Calcific Tendonitis

What is calcific tendonitis?

Approximately 5% of individuals will have a calcium deposit in their shoulder tendons, most commonly the supraspinatus tendon in the top of the shoulder. Usually the calcium causes few problems although it is sometimes associated with impingement of the rotator cuff beneath the acromion and occasionally the calcium 'dissolves' which causes a very painful inflammatory reaction. It occurs most commonly in people aged 30-50yrs and is slightly more common in ladies than men.

What causes calcific tendonitis?

It is not clear why calcium deposits develop in the rotator cuff but they typically go through a 'formative' phase, followed by a 'resting' phase and finally a 'resorptive' phase. During the resorptive phase the calcium changes from a chalky to a 'tooth paste' consistency which causes an acute inflammatory, painful reaction. Sometimes the liquefying calcium is contained within a small cavity in the tendon which means that even the slightest movement causes intense pain. The intense pain typically lasts for three to five days before the calcium leaks out of the tendon and the acute inflammation settles. After resorption of the calcium the shoulder can return fairly quickly to normal, but sometimes there are ongoing symptoms of impingement due to the inflamed bursa.

How is calcific tendonitis diagnosed?

The condition can be confused with impingement syndrome (bursitis), frozen shoulder or, in the acute resorptive phase, with an infected shoulder (as it can be very painful to move the joint). The diagnosis is made by a careful examination, which usually rules out infection, followed by an x-ray which identifies the typical calcium deposit in the tendon near to where it joins the bone. Occasionally more specialist tests such as an ultrasound are required, but an MRI scan is seldom indicated.

What are the treatment options?

 In the very painful resorptive phase we recommend an ultrasound guided aspiration or needling of the calcium deposit combined with a localised steroid injection adjacent to the tendon. This has a good chance of fairly rapidly settling your pain and restoring function to your shoulder. In more chronic cases, we usually treat the condition similarly to impingement. The first line of treatment is almost always 'conservative' (non surgical). Typically you will be provided with a set of exercises to help stretch and strengthen your shoulder. You will often be referred to a physiotherapist to help you perform the exercises properly and to monitor your progress. If your shoulder is causing you a lot of problems an injection above the tendons into the bursa can be very helpful at alleviating pain and making it easier for you to perform your exercises. About 60-70% of patients can expect a resolution of their problem with this 'conservative' approach. Generally, if despite one or two injections and a comprehensive physiotherapy program you are still experiencing pain that is causing you problems then we would recommend surgical intervention.
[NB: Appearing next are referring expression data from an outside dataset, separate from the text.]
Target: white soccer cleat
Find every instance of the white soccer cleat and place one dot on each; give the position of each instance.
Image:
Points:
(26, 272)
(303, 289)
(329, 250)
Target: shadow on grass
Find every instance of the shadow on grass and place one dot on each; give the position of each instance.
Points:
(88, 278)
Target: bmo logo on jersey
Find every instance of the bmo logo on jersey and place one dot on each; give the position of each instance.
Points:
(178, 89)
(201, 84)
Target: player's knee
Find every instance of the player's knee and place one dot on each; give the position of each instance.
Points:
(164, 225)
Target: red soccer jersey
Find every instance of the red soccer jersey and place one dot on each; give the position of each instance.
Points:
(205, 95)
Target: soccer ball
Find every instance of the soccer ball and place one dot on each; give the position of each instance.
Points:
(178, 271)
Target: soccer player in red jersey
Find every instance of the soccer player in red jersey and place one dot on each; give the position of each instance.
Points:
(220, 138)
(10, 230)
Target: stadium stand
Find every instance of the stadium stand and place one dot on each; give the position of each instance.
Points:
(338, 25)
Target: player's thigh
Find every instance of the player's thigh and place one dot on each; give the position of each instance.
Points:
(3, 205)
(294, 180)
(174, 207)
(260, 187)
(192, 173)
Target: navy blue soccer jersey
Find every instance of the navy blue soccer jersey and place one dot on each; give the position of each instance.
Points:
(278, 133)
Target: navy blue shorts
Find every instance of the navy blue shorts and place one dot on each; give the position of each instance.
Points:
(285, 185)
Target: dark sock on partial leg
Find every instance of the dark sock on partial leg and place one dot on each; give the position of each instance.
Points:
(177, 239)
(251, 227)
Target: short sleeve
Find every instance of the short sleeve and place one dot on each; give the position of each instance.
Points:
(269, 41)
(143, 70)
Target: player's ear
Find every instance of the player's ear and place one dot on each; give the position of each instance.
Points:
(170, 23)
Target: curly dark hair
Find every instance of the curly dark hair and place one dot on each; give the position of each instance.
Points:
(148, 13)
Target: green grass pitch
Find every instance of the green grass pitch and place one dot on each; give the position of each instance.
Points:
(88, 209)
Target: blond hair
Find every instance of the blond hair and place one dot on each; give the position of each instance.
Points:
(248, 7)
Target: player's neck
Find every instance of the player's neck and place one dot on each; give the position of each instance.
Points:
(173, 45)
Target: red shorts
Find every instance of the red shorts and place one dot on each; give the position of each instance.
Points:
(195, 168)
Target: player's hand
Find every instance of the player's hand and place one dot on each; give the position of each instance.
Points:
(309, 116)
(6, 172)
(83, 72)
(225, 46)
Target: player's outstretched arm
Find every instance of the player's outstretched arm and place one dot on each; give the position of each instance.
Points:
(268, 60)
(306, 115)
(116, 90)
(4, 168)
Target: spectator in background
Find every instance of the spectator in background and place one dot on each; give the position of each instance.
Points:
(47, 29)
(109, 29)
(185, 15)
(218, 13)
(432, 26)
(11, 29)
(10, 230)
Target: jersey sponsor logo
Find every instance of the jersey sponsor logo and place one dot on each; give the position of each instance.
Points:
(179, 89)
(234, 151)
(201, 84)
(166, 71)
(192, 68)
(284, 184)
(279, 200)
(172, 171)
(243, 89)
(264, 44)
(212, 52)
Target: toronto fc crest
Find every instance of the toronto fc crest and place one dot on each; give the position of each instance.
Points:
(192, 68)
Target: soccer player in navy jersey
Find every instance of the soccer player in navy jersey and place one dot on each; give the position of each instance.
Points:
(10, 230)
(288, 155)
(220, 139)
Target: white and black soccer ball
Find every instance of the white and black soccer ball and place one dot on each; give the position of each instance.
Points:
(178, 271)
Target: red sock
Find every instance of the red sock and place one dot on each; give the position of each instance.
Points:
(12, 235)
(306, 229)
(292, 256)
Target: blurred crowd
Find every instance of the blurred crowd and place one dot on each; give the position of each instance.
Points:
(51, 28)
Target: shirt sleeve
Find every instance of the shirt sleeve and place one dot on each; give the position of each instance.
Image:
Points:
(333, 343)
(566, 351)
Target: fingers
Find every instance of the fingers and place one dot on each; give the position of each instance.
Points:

What does surgery involve?

The operation for calcific tendonitis is called Arthroscopic Subacromial Decompression with Debridement of the Calcific Deposit. It is a 'key hole' procedure and a few mm of bone is shaved off the undersurface of the acromion to relieve the pressure on the underlying tendon. The thickened inflamed bursa is also removed. The top of the tendon is then needled to localise the calcium deposit. If a significant deposit is identified then a small cut is made in the top of the tendon and the chalky calcium is scraped out and the cavity lightly shaved. The operation is typically performed as a day case under a general anaesthetic with a nerve block (which helps the pain for the first 12-16 hours) and takes about 45-60 minutes. You will usually be admitted to the hospital early in the morning and be home by early or mid afternoon.

What can I expect after surgery?

You will wake up from surgery with your arm in a sling but you can remove this over the next couple of days. Your arm will feel numb and 'heavy' whilst the nerve block is working during the first night. The shoulder will become a bit sore after that but you will be provided with painkillers which you should take regularly for the first few days. Providing no tissue repair was required during the operation you will be able to start moving your shoulder as soon as you are comfortable. You will be provided with an Exercises sheet showing you the appropriate exercises or you can download the instructions from the Exercises section of this website.

Most patients will have recovered quite good movement by 3-4 weeks post surgery, will be able to return to driving by 3-4 weeks, will be able to return to light manual work by 3-4 weeks and heavier duties, including sports, by 6-8 weeks. By 3 months 80% patients can expect to have had a good or excellent outcome.